A document obtained by the ABC shows the overall cost of insurance has tripled for one northern Australian land council as “risk ratings increased in the wake of the east coast bushfires“.

The Kimberley Land Council (KLC) coordinates Indigenous ranger groups who perform fire mitigation across much of the north-west of Australia, in a region almost twice the size of the state of Victoria.

But this work will not continue “with the current cost of insurance”, the document states.

The irony of insurers’ fire risk ratings preventing Indigenous management of fire is not lost on the outgoing CEO of the Kimberley Land Council, Nolan Hunter.

“Our groups can’t do fire management without insurance,” Mr Hunter said.

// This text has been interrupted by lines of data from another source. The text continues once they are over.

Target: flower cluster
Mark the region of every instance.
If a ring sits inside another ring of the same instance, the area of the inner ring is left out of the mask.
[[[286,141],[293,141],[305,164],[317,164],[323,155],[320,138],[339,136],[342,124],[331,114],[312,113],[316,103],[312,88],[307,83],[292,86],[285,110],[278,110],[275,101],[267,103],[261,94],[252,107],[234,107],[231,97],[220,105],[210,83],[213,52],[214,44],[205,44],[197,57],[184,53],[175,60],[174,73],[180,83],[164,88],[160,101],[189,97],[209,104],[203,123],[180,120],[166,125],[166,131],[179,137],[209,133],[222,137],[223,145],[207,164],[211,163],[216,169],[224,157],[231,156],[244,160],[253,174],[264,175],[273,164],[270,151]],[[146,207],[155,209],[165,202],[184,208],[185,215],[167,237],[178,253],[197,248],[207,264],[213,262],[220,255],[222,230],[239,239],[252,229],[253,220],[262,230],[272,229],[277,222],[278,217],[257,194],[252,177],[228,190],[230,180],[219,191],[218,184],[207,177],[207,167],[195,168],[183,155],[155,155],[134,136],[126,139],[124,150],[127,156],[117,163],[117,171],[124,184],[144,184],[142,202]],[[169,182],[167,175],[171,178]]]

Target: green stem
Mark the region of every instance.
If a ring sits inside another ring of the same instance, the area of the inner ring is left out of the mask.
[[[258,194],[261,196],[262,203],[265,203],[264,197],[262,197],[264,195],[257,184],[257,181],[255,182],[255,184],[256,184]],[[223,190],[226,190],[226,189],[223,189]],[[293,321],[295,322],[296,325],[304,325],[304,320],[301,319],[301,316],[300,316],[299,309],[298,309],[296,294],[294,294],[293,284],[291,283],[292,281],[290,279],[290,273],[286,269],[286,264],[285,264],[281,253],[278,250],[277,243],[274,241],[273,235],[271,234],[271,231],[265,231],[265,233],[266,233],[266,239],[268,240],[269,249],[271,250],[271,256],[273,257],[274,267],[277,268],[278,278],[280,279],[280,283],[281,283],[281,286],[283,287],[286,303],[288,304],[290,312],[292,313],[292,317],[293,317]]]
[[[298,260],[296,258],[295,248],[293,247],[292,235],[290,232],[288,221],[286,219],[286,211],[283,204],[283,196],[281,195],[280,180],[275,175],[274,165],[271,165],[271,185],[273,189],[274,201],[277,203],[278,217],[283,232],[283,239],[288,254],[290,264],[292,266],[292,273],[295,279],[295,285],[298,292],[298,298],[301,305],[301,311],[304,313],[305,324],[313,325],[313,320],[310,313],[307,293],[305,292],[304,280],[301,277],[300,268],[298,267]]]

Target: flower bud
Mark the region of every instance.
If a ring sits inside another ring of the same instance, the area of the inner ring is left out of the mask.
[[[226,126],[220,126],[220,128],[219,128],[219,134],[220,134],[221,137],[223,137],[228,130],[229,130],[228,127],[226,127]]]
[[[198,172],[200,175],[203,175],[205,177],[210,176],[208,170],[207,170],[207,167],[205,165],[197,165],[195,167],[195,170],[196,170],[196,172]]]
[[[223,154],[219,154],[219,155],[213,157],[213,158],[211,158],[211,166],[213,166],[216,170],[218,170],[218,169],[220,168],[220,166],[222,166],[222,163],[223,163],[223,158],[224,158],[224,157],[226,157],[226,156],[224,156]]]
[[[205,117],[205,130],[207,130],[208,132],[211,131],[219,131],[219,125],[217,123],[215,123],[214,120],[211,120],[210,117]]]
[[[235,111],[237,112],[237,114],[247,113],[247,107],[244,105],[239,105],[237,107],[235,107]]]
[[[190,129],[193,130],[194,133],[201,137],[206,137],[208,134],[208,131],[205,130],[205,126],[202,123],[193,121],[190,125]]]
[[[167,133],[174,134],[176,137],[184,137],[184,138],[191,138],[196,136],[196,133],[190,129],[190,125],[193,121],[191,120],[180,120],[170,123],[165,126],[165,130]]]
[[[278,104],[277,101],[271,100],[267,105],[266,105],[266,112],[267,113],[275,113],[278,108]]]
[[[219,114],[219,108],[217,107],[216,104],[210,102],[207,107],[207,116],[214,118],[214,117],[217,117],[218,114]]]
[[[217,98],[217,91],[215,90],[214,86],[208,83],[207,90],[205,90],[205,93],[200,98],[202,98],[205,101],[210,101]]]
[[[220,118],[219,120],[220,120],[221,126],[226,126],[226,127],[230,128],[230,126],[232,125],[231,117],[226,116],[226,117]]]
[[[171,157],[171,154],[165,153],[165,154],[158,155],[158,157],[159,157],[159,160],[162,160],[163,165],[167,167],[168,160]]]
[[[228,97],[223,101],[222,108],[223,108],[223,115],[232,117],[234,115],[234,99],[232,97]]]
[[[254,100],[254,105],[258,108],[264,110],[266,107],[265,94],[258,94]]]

“When you don’t keep that in check, the fuel load grows and grows … [and] as a result you’ll get higher wildfires that emit more heat, are more destructive, and create more damage.”

Indigenous ranger groups from the Kimberley have travelled to Paris and Botswana in recent years to share their fire management skill which can increase biodiversity, reduce greenhouse gas emissions, and reduce the risk to property.

“It would be great if people understood that Aboriginal people are leading the way on fire management across northern Australia,” Mr Hunter said.

“Aboriginal people in Australia could have assisted in helping with the bushfires in the east.”